Hoje, o palco do horror que atormenta Wagner tem outra cara. A região faz parte da revitalização do centro que foi promovida por conta da Rio-2016. Com a “pira do povo” acesa durante todos os dias dos Jogos no chamado “boulevard olímpico”, a cidade convida seus turistas a conheceram uma outra Candelária, que se pretende bem diferente daquela que foi palco do horror há duas décadas.

A escolha de Jorge não foi aleatória. A organização da Rio-2016 chegou ao seu nome por conta da Vila Olímpica da Mangueira, projeto social da escola de samba homônima que oferece aulas de vários esportes, entre eles o atletismo praticado pelo eleito. “Ligaram para o Chiquinho [da Mangueira, presidente da escola] e pediram um atleta mulatinho e que tivesse 14 anos”, explicou Edileuza Medeiros, técnica do jovem e responsável pela indicação.

Nascido no morro da Mangueira, Jorge viveu em abrigos até os oito anos, quando foi adotado pela mãe Ana Oliveira. A notícia da participação no acendimento da pira veio a dois dias do evento, e nenhum deles parecia acreditar muito no que havia acontecido quando o fogo já iluminava a praça XI. “Nunca imaginava que isso poderia acontecer”, disse o garoto. “Eu estou em êxtase, babando demais. A emoção dele é contagiante”, disse Ana.

O acendimento da pira tenta mandar uma mensagem.

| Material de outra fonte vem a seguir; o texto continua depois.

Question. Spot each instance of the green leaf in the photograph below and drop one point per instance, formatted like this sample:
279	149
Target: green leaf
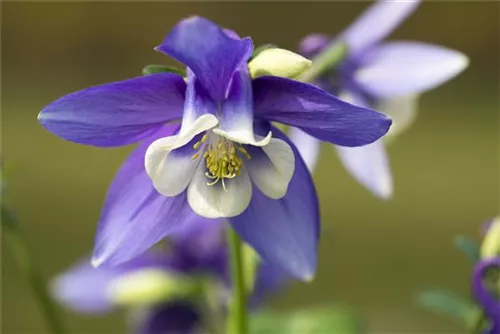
468	246
152	69
261	48
448	303
251	261
316	320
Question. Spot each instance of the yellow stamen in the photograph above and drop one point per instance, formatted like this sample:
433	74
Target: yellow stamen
223	161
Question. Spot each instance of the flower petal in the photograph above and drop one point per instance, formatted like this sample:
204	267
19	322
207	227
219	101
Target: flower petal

Foi em 1995, um ano após a chacina, que o Rio de Janeiro apresentou pela primeira vez o projeto de ser sede olímpica ao COI. Mudar a imagem da cidade, manchada pela violência, era um dos principais objetivos. É difícil dizer que essa realidade mudou. Só que a Candelária, ao menos desta vez, não foi destaque pelo horror como há duas décadas.